Among the 29 patients, 14 underwent aortic valve replacement, one underwent aortic valve replacement with coronary artery bypass grafting (the target artery was right coronary artery, and the used conduits was saphenous vein), one underwent aortic valvuloplasty, 10 underwent mitral valvuloplasty, and one underwent mitral valvuloplasty with auricular septal defect repair, and two underwent mitral valve replacement (Table 2). The surgical time was 165–420 min, with an average of 230.54 ± 54.61 min; the CPB time was 54–164 min, with an average of 120.24 ± 25.98 min; the ACC time was 36–118 min, with an average of 78.66 ± 21.01 min; the automatic heart resuscitating rate was 89.66%; the mean tracheal intubation time was 6.30 ± 3.87 h; the median total postoperative drainage was 317.5 (35, 1470) ml. No postoperative hepatic or renal insufficiency and perioperative neurological complications occurred in all patients. One patient died in the perioperative period. Additionally, one patient underwent reintubation after postoperative extubation. One patient also underwent emergency surgery for acute infective endocarditis.
Significant differences were noted between preoperative and postoperative LAD (P = 0.026) in MVS and LVEDD (P < 0.001) in AVS on echocardiography. Furthermore, there was a significant reduction in the postoperative cardiac size as compared to the preoperative one. (Table 3).

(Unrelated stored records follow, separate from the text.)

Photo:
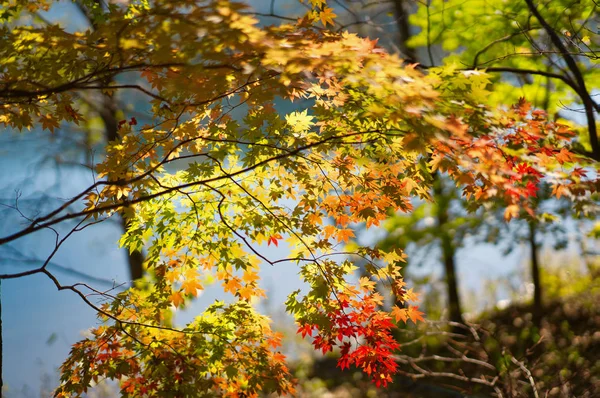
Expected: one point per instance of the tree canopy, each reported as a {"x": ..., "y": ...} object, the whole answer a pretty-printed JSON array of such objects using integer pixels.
[{"x": 260, "y": 135}]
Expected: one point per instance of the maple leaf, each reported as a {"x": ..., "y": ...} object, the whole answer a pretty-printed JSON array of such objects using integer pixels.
[
  {"x": 343, "y": 235},
  {"x": 250, "y": 277},
  {"x": 366, "y": 284},
  {"x": 414, "y": 314},
  {"x": 326, "y": 15},
  {"x": 409, "y": 295},
  {"x": 177, "y": 299},
  {"x": 531, "y": 189},
  {"x": 399, "y": 314},
  {"x": 232, "y": 285},
  {"x": 49, "y": 122},
  {"x": 273, "y": 239},
  {"x": 191, "y": 286},
  {"x": 247, "y": 292}
]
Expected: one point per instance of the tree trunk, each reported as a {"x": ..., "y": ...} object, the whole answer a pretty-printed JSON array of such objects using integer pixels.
[
  {"x": 535, "y": 276},
  {"x": 108, "y": 113},
  {"x": 448, "y": 252},
  {"x": 401, "y": 16}
]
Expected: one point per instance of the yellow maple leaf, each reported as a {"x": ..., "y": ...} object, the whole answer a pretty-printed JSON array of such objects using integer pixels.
[
  {"x": 232, "y": 285},
  {"x": 327, "y": 15},
  {"x": 366, "y": 284},
  {"x": 343, "y": 235},
  {"x": 250, "y": 277},
  {"x": 177, "y": 299}
]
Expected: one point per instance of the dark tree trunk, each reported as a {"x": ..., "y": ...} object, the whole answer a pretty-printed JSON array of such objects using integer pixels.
[
  {"x": 535, "y": 275},
  {"x": 108, "y": 113},
  {"x": 401, "y": 16},
  {"x": 448, "y": 252}
]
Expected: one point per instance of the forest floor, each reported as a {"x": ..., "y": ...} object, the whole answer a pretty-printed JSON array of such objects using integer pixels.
[{"x": 559, "y": 357}]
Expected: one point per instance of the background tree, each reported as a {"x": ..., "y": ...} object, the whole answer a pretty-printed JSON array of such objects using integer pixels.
[{"x": 351, "y": 153}]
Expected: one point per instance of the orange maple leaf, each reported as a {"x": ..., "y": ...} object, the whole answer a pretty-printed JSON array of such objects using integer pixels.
[
  {"x": 399, "y": 314},
  {"x": 414, "y": 314},
  {"x": 344, "y": 235},
  {"x": 273, "y": 239}
]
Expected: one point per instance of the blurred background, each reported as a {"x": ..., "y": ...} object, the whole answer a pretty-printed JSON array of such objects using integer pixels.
[{"x": 515, "y": 301}]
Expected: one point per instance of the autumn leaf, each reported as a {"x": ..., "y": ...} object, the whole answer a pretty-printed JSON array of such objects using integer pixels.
[
  {"x": 49, "y": 122},
  {"x": 273, "y": 239},
  {"x": 177, "y": 299},
  {"x": 343, "y": 235},
  {"x": 399, "y": 314},
  {"x": 414, "y": 314},
  {"x": 326, "y": 15}
]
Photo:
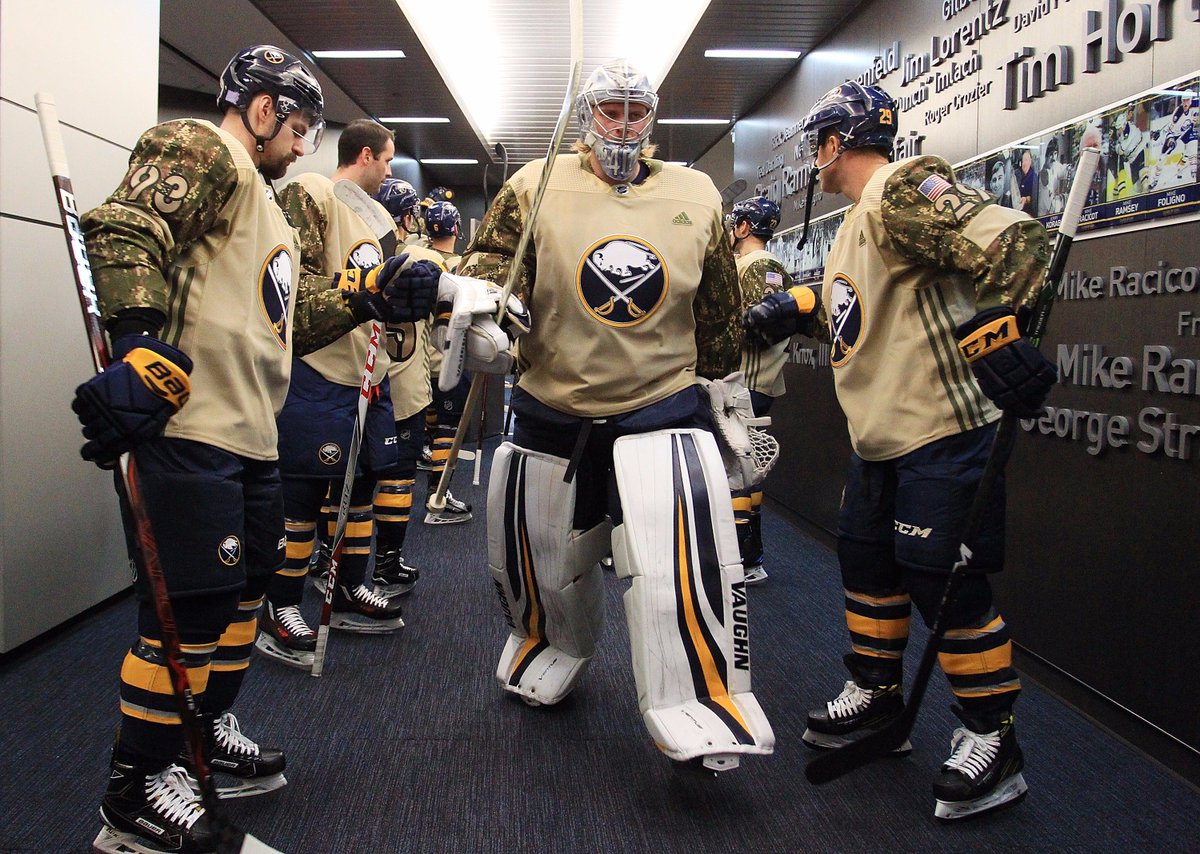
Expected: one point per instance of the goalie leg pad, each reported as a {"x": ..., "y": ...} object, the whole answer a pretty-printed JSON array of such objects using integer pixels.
[
  {"x": 547, "y": 575},
  {"x": 687, "y": 606}
]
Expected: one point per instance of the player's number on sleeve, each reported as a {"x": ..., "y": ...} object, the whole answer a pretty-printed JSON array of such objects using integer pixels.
[{"x": 167, "y": 194}]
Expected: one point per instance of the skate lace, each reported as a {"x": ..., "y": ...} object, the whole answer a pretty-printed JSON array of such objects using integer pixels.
[
  {"x": 367, "y": 596},
  {"x": 231, "y": 738},
  {"x": 852, "y": 699},
  {"x": 293, "y": 621},
  {"x": 971, "y": 752},
  {"x": 173, "y": 798}
]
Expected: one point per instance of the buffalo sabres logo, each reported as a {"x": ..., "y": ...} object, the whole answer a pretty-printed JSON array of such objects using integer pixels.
[
  {"x": 845, "y": 320},
  {"x": 229, "y": 551},
  {"x": 275, "y": 292},
  {"x": 363, "y": 256},
  {"x": 622, "y": 280}
]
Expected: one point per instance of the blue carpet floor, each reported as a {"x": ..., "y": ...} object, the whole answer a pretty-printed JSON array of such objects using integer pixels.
[{"x": 407, "y": 744}]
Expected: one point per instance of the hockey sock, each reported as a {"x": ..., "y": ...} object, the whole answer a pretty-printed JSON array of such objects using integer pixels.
[
  {"x": 232, "y": 656},
  {"x": 978, "y": 662},
  {"x": 393, "y": 507},
  {"x": 879, "y": 633}
]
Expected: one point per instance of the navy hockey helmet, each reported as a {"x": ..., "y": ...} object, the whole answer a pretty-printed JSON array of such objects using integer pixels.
[
  {"x": 400, "y": 198},
  {"x": 761, "y": 212},
  {"x": 864, "y": 116},
  {"x": 442, "y": 220},
  {"x": 291, "y": 84},
  {"x": 616, "y": 140}
]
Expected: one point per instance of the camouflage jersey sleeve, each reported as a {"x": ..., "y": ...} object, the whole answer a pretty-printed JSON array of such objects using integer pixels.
[
  {"x": 717, "y": 310},
  {"x": 490, "y": 254},
  {"x": 180, "y": 178},
  {"x": 322, "y": 316},
  {"x": 931, "y": 218}
]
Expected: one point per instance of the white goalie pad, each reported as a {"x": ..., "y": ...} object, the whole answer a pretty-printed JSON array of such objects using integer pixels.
[
  {"x": 748, "y": 450},
  {"x": 687, "y": 606},
  {"x": 465, "y": 328},
  {"x": 546, "y": 573}
]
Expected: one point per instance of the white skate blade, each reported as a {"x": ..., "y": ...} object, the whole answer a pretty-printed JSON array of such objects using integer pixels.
[
  {"x": 1009, "y": 791},
  {"x": 827, "y": 741},
  {"x": 273, "y": 649},
  {"x": 357, "y": 624},
  {"x": 444, "y": 518},
  {"x": 249, "y": 787}
]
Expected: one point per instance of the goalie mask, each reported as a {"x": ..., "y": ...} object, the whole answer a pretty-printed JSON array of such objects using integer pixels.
[
  {"x": 291, "y": 84},
  {"x": 616, "y": 112}
]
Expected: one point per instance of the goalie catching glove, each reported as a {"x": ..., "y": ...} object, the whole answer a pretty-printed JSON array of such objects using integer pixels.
[
  {"x": 748, "y": 450},
  {"x": 399, "y": 290},
  {"x": 465, "y": 328},
  {"x": 132, "y": 400},
  {"x": 780, "y": 316},
  {"x": 1011, "y": 371}
]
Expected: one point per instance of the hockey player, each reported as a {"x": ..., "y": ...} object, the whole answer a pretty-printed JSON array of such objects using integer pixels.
[
  {"x": 411, "y": 395},
  {"x": 442, "y": 226},
  {"x": 195, "y": 270},
  {"x": 607, "y": 404},
  {"x": 751, "y": 223},
  {"x": 918, "y": 302},
  {"x": 318, "y": 416}
]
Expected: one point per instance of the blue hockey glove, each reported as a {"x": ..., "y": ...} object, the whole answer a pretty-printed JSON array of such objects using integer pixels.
[
  {"x": 132, "y": 400},
  {"x": 1011, "y": 371},
  {"x": 780, "y": 316}
]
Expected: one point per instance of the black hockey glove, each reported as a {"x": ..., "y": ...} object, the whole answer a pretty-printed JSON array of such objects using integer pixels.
[
  {"x": 132, "y": 400},
  {"x": 780, "y": 316},
  {"x": 394, "y": 292},
  {"x": 1011, "y": 371}
]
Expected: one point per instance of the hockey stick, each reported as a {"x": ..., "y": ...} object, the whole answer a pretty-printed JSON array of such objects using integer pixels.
[
  {"x": 145, "y": 552},
  {"x": 343, "y": 506},
  {"x": 871, "y": 746},
  {"x": 437, "y": 501}
]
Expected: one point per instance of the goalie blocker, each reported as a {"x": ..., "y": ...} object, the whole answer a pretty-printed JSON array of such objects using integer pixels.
[{"x": 687, "y": 606}]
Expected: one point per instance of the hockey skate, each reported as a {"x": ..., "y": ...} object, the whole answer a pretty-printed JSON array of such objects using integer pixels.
[
  {"x": 153, "y": 811},
  {"x": 453, "y": 513},
  {"x": 365, "y": 612},
  {"x": 228, "y": 751},
  {"x": 285, "y": 636},
  {"x": 755, "y": 575},
  {"x": 861, "y": 708},
  {"x": 393, "y": 576},
  {"x": 984, "y": 769}
]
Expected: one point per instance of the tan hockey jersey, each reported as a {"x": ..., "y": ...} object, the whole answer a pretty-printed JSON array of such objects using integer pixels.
[
  {"x": 233, "y": 299},
  {"x": 917, "y": 256},
  {"x": 334, "y": 238},
  {"x": 759, "y": 275},
  {"x": 623, "y": 275}
]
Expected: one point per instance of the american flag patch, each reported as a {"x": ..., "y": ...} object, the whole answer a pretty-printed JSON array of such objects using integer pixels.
[{"x": 934, "y": 186}]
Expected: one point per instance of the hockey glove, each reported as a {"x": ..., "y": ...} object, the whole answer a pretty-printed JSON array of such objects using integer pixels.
[
  {"x": 132, "y": 400},
  {"x": 780, "y": 316},
  {"x": 1011, "y": 371},
  {"x": 395, "y": 292}
]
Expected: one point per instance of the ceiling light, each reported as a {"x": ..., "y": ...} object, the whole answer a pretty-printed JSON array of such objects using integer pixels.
[
  {"x": 359, "y": 54},
  {"x": 748, "y": 53}
]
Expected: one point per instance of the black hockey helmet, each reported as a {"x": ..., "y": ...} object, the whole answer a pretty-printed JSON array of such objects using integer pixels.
[
  {"x": 291, "y": 84},
  {"x": 862, "y": 115},
  {"x": 761, "y": 212}
]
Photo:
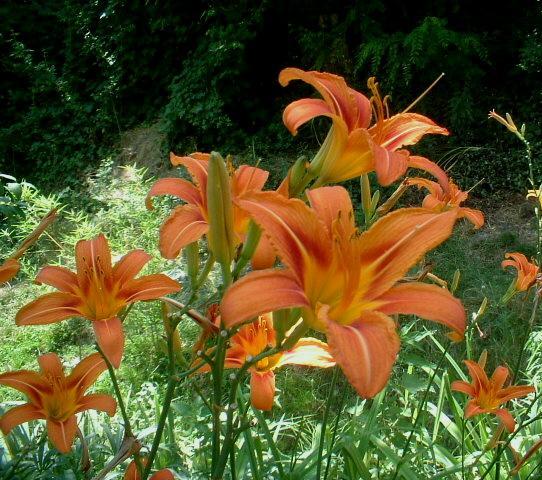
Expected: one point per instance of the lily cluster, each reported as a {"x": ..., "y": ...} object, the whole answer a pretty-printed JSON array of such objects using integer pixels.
[{"x": 313, "y": 269}]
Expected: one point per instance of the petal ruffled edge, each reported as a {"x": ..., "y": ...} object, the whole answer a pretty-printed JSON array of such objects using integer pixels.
[
  {"x": 365, "y": 350},
  {"x": 110, "y": 338},
  {"x": 49, "y": 308},
  {"x": 427, "y": 301},
  {"x": 62, "y": 434},
  {"x": 18, "y": 415},
  {"x": 262, "y": 390},
  {"x": 258, "y": 293},
  {"x": 9, "y": 269}
]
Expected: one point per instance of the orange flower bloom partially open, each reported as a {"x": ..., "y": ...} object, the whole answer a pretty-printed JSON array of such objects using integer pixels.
[
  {"x": 56, "y": 398},
  {"x": 189, "y": 222},
  {"x": 440, "y": 200},
  {"x": 535, "y": 194},
  {"x": 133, "y": 474},
  {"x": 488, "y": 394},
  {"x": 351, "y": 148},
  {"x": 346, "y": 283},
  {"x": 97, "y": 291},
  {"x": 253, "y": 339},
  {"x": 527, "y": 272}
]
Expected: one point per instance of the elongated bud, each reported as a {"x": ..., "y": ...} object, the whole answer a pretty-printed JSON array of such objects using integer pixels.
[
  {"x": 220, "y": 207},
  {"x": 297, "y": 172},
  {"x": 191, "y": 254},
  {"x": 455, "y": 281},
  {"x": 249, "y": 247},
  {"x": 32, "y": 238},
  {"x": 171, "y": 332}
]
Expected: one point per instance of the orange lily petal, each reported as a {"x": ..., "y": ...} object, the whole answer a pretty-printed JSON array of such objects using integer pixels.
[
  {"x": 149, "y": 287},
  {"x": 332, "y": 204},
  {"x": 133, "y": 474},
  {"x": 353, "y": 107},
  {"x": 389, "y": 165},
  {"x": 506, "y": 418},
  {"x": 130, "y": 265},
  {"x": 185, "y": 225},
  {"x": 264, "y": 255},
  {"x": 51, "y": 366},
  {"x": 516, "y": 391},
  {"x": 110, "y": 338},
  {"x": 62, "y": 434},
  {"x": 426, "y": 301},
  {"x": 405, "y": 129},
  {"x": 296, "y": 232},
  {"x": 94, "y": 256},
  {"x": 463, "y": 387},
  {"x": 49, "y": 308},
  {"x": 262, "y": 390},
  {"x": 472, "y": 408},
  {"x": 98, "y": 401},
  {"x": 86, "y": 372},
  {"x": 59, "y": 277},
  {"x": 301, "y": 111},
  {"x": 177, "y": 187},
  {"x": 398, "y": 241},
  {"x": 258, "y": 293},
  {"x": 365, "y": 350},
  {"x": 18, "y": 415},
  {"x": 9, "y": 269},
  {"x": 499, "y": 377},
  {"x": 348, "y": 158},
  {"x": 308, "y": 351},
  {"x": 164, "y": 474},
  {"x": 25, "y": 381},
  {"x": 427, "y": 165}
]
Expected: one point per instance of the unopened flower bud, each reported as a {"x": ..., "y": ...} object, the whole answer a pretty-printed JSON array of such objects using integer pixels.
[{"x": 220, "y": 207}]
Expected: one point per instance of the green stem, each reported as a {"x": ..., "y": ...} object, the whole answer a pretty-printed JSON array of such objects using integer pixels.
[
  {"x": 205, "y": 272},
  {"x": 170, "y": 391},
  {"x": 463, "y": 448},
  {"x": 324, "y": 423},
  {"x": 335, "y": 430},
  {"x": 419, "y": 412},
  {"x": 270, "y": 441},
  {"x": 217, "y": 370},
  {"x": 128, "y": 432},
  {"x": 526, "y": 338},
  {"x": 220, "y": 457},
  {"x": 522, "y": 425}
]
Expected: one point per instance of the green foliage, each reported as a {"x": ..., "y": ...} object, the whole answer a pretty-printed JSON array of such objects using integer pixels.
[{"x": 79, "y": 75}]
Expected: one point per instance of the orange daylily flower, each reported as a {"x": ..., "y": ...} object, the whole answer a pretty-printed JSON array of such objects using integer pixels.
[
  {"x": 488, "y": 394},
  {"x": 133, "y": 474},
  {"x": 55, "y": 397},
  {"x": 527, "y": 272},
  {"x": 253, "y": 339},
  {"x": 351, "y": 148},
  {"x": 189, "y": 222},
  {"x": 440, "y": 200},
  {"x": 535, "y": 194},
  {"x": 11, "y": 266},
  {"x": 97, "y": 291},
  {"x": 346, "y": 283}
]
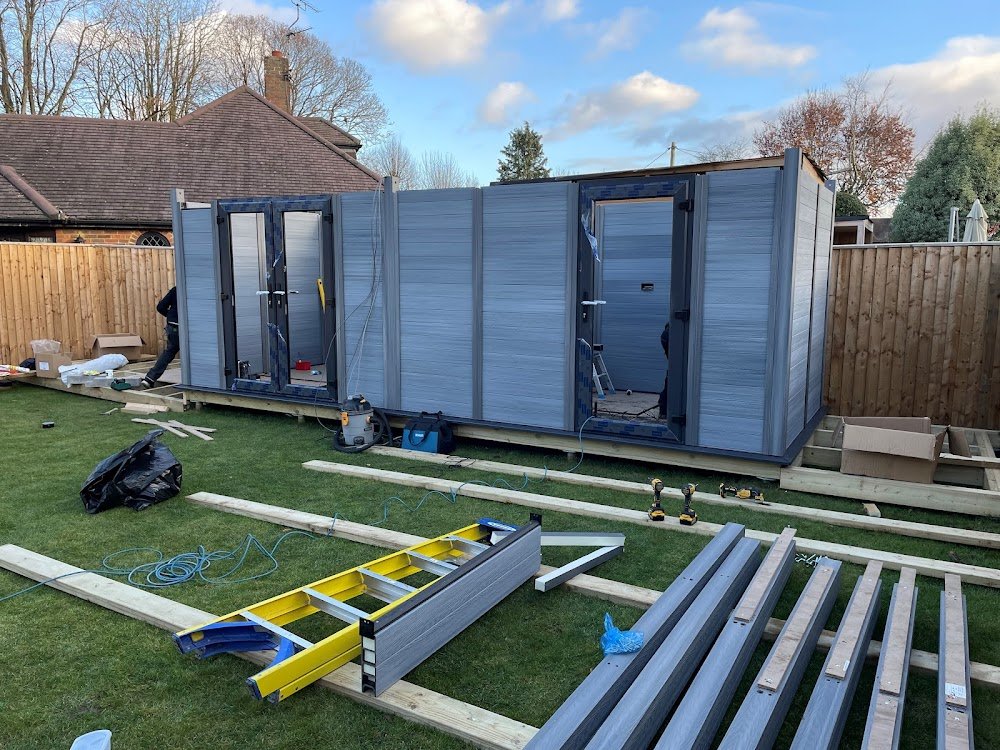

Analysis of AVS and MVS subgroups
We further compared the preoperative and postoperative echocardiographic indicators following AVS and MVS, respectively. After AVS, there was no significant difference recorded between preoperative and postoperative LAD (P = 0.291) and LVEF (P = 0.803), whereas a significant difference was recorded in LVEDD (P = 0.003) (Table 4). After MVS, a significant difference between preoperative and postoperative LAD (P = 0.009) was observed. Additionally, a difference in LVEDD was also recorded, but it was not statistically significant (P = 0.045). Furthermore, there was a reduction in preoperative LVEF as compared to the postoperative values, but the difference was not significant (Table 5).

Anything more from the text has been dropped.